Dylan Matthews at Vox put out a profile of our colleagues at Samotsvety Forecasting, including our very own Misha!
The name Samotsvety, co-founder Misha Yagudin says, is a multifaceted pun. “It’s Russian for semi-precious stones, or more directly ‘self-lighting/coloring’ stones,” he writes in an email. “It’s a few puns on what forecasting might be: finding nuggets of good info; even if we are not diamonds, together in aggregate we are great; self-lighting is kinda about shedding light on the future.”

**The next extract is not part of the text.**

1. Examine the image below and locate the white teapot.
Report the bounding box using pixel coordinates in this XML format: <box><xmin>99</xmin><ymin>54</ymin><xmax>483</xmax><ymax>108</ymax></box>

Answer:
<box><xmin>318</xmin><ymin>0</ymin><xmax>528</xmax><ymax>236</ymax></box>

It began because he and Nuño Sempere needed a name for a Slack they started around 2020 on which they and friends could shoot the shit about forecasting. The two met at a summer fellowship at Oxford’s Future of Humanity Institute, a hotbed of the rationalist subculture where forecasting is a favored activity. Before long, they were competing together in contests like Infer and on platforms like Good Judgment Open.

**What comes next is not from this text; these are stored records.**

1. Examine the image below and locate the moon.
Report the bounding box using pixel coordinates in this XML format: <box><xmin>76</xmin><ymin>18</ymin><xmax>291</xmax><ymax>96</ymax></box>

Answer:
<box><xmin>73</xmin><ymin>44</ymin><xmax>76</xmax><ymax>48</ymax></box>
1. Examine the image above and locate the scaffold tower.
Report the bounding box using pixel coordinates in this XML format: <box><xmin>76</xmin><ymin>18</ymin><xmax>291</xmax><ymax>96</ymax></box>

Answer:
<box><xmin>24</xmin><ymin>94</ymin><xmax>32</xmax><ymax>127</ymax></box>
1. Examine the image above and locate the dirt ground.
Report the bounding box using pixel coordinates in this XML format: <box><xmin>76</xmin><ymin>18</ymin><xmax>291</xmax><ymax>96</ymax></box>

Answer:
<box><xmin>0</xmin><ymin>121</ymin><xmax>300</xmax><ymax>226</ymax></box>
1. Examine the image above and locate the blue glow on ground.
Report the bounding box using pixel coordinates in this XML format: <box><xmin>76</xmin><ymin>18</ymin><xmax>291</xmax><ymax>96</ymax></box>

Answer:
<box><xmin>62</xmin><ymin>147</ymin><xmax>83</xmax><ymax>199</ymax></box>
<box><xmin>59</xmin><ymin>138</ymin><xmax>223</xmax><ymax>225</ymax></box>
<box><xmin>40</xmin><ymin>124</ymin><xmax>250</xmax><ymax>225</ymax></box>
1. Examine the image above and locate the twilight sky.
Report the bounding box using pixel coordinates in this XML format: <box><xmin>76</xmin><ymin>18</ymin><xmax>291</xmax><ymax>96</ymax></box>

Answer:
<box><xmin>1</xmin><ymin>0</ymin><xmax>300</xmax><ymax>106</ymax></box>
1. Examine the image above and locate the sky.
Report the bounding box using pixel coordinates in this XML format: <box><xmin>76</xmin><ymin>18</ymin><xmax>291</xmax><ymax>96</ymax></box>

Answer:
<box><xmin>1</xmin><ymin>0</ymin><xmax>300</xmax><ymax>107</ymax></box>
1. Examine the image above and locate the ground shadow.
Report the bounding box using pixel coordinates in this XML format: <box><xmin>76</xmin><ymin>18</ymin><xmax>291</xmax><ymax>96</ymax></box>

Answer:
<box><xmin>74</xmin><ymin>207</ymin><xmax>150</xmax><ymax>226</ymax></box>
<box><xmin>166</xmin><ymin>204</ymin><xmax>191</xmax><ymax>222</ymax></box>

“If the point of forecasting tournaments is to figure out who you can trust,” the writer Scott Alexander once quipped. “the science has spoken, and the answer is ‘these guys.’”
They count among their fans Jason Matheny, now CEO of the RAND Corporation, a think tank that’s long worked on developing better predictive methods. Before he was at RAND, Matheny funded foundational work on forecasting as an official at the Intelligence Advanced Research Projects Activity (IARPA), a government organization that invests in technologies that might help the US intelligence community. “I’ve admired their work,” Matheny said of Samotsvety. “Not only their impressive accuracy, but also their commitment to scoring their own accuracy” — meaning they grade themselves so they can know when they fail and need to do better. That, he said, “is really rare institutionally.”

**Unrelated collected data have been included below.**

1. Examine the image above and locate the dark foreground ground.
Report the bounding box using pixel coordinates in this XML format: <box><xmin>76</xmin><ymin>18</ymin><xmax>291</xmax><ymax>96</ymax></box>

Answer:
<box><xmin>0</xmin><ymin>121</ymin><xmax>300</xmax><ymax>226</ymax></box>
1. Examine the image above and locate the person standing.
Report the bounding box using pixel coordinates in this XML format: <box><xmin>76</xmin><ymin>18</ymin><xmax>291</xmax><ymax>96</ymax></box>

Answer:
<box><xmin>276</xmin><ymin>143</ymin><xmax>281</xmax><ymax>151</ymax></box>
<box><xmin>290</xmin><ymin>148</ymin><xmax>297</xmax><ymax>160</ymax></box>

Arb’s report, linked here, doesn’t support the claim Matthews makes ("The aggregated opinions of non-experts doing forecasting have proven to be a better guide to the future than the aggregated opinions of experts"). Instead we find that generalist supers are likely about as good as domain experts.
(with the crucial caveat that this is the status quo, where few experts care about calibration or have experience self-eliciting, and where the monetary rewards to be a super generalist are paltry in comparison to finance, so we’re not sampling the top there either).